OUTRO: Eu também quero me encontrar.
Parece cômico mas é trágico.
Apesar de haver beleza e poesia
em Um e NOutro.
Contudo, preferível se demorar no primeiro
no cômico
no encontro
no encontro cômico
Ou, talvez, seja preferível
as duas faces [cômico e trágico]
reflexos de momentos intimistas
ambos querem o encontro
[querer encontrar alguém e se encontrar]
UM quer o OUTRO
querer encontrar alguém
é passsional:
- amor
- zelo
- paixão
- amizade
- carinho
- saudade...
Ah, a saudade! Animal arredio.
EXEMPLO: querer encontrar alguém por quem o coração chama
para lembrar de quem foi [e ainda é em partes] num passado recente
fragmentos que se unem em colcha de retalhos
formando um todo florido, alegre, vivaz, multifacetado
O OUTRO quer a SI MESMO
querer se encontrar é intimista
sentimento personalíssimo
que se traduz em:
- angústia
- desespero
- despertar
- desnudar
- grandeza de si
- autoconhecimento
EXEMPLO: Sempre se faz necessário OUTRO exemplo,
quando a lembrança de quem se foi
é uma camada que se desprende de si
feito barco que se desamarra do porto
e desliza rio abaixo
sem pressa,
sem ânsia
sem destemor
resvala rio abaixo compartilhando segredos com as águas.
UM e OUTRO
são pétalas de flores que murcharam
e teimam em florecer ad aeternum*
[ciclos que se fecham também são inícios]
UM e OUTRO
parte e todo
Gestalt** de totalidades individuais
o todo é um desabrochar infinito, onde:
- as novas flores sempre serão mais belas
afinal, o passado não é espelho
enquanto o presente é ritmo, vibração, movimento...
UM quer encontrar o OUTRO
para descobrir o que as primaveras
fizeram com o jardim secreto***
quão exuberantes estão as flores
de cura
de amizade
de descoberta
UM tem magia o OUTRO encanto
UM caiu em sono profundo
e, enquanto dormia, tirou-se uma de suas costelas
para dela formar o OUTRO****
A existência dos dois é mistério.
UM: - Eu queria te encontrar e acabei me encontrando.

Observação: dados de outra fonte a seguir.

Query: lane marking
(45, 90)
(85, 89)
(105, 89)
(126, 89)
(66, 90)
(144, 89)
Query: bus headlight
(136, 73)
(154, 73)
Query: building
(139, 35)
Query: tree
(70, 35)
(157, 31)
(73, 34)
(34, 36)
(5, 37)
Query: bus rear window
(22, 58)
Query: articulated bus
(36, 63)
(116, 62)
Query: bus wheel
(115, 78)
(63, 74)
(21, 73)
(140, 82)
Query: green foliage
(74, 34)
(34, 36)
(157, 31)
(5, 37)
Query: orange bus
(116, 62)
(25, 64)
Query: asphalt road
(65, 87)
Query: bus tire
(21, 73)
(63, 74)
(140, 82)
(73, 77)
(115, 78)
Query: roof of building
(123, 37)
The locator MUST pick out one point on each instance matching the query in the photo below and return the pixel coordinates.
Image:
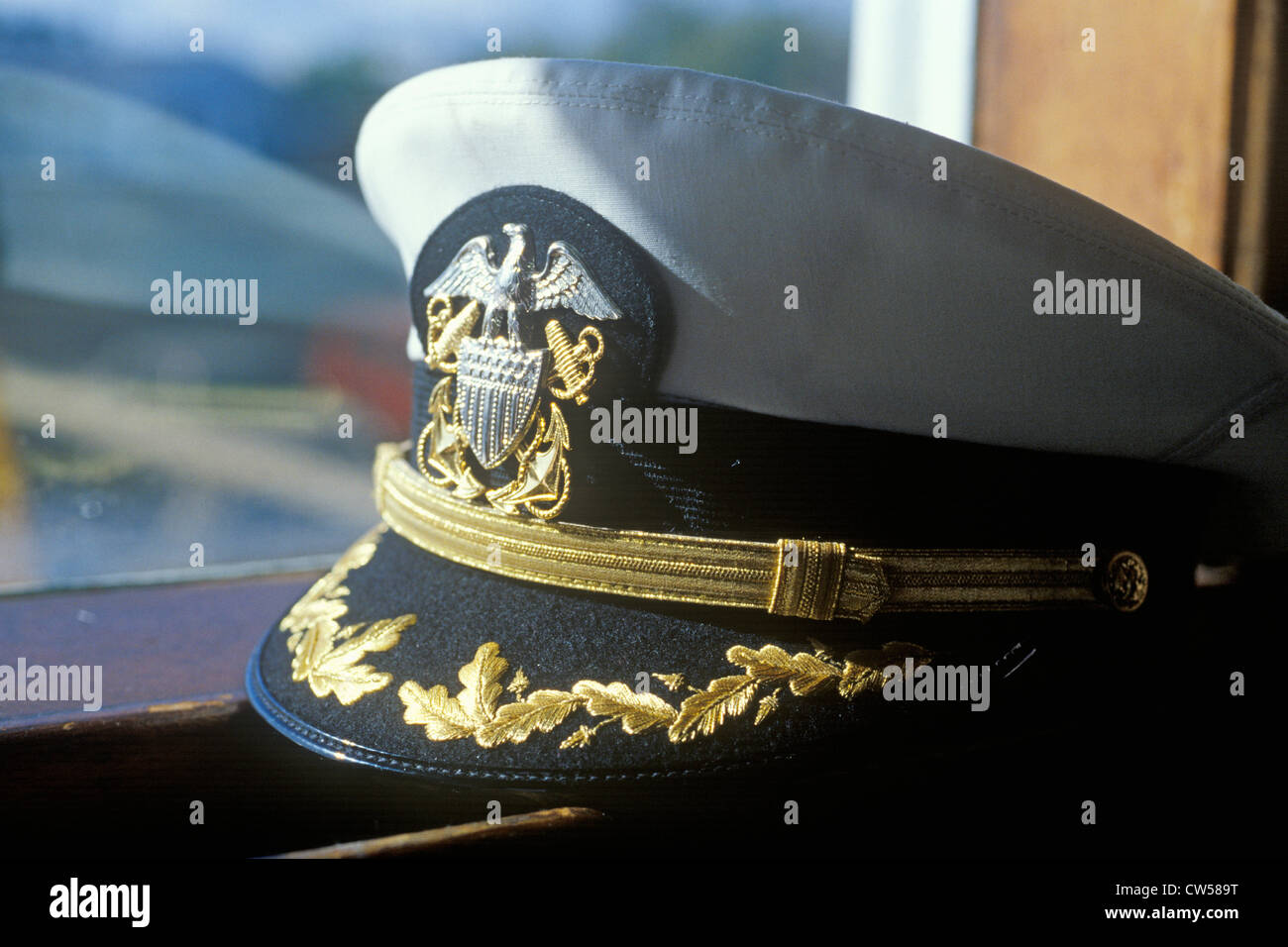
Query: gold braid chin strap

OUTRO: E eu que queria me encontrar e acabei encontrando você.
JOSÉ AILTON SANTOS
* Ad aeternum - é uma expressão em latim que significa, para sempre, eternamente, sem fim, até o infinito. É usada para descrever algo que não tem prazo para terminar ou que se repete indefinidamente.
** Gestalt [forma ou figura], referência à teoria psicológica que estuda a percepção, onde o todo é visto como maior que a soma das partes.
*** Menção ao livro infantil, O jardim secreto, da autora inglesa Frances Hodgson Burnett.
**** Parafraseando o livro do Gênesis, 2:21-22.